The protocol adds three kinds of overhead to a streaming session:

  1. Channel open — one Solana transaction, settled in ~1 slot (≈ 400 ms on devnet under typical conditions). Adds to time-to-first-token. One-time per channel; amortises to zero under channel reuse (whitepaper §4.7).
  2. Per-commit signing — Ed25519 sign on the consumer side, verify on the producer side. Both are sub-100 µs operations in nacl. With adaptive batching at K = 5 (whitepaper §4.3), an 800-token session signs 160 commits, totalling ≈ 8 ms of sign work. Off the critical path — signing happens in parallel with token generation.
  3. Settle + close — two transactions at session end (~800 ms total). Off the critical path for token delivery — the consumer already has the output before settlement starts.

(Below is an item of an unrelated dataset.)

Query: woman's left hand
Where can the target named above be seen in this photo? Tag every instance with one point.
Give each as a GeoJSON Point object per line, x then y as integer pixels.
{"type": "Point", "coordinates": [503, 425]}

The only user-visible overhead is the channel-open round-trip at the start of a fresh session.

ScenarioStreaming time @ 50 tok/sOpen overhead%
Short response (200 tok)4.0 s0.4 s+10.0%
Typical response (800 tok)16.0 s0.4 s+2.5%
Long response (2000 tok)40.0 s0.4 s+1.0%
Reused channel, any lengthn/a0 s0%

This is the payoff of channel reuse (§4.7): for a consumer that issues many requests against the same producer, the open transaction is paid once and the per-session overhead trends toward zero.

On-chain cost

Per-session on-chain cost is the sum of two Solana base + priority fees: one for open_channel, one for the settle + close pair. These are small absolute amounts dominated by Solana's base fee (≈ 5,000 lamports per signature, ~$0.0008 at SOL near $80) plus any priority fee under load. The exact figure varies with network conditions and is best measured rather than calculated; we report it in our benchmark output rather than putting a fabricated number in the docs.

What we don't claim

We deliberately don't put numbers on the landing page for:

  • Halt latency under load. The configured grace period (default 200 ms) is the floor, not the measured median. The actual median depends on RTT, evaluator latency, and producer scheduler behaviour.
  • Throughput vs. baseline at scale. Headline-friendly numbers ("X% slower than direct API") require running real benchmarks across several workloads; we'd rather under-claim than mislead.
  • End-to-end TPS. TAP doesn't change Solana's TPS budget; this is not a meaningful metric for a payment-channel protocol.

When we run the §7 benchmark, the measured numbers will go in the whitepaper alongside the methodology, not as marketing copy.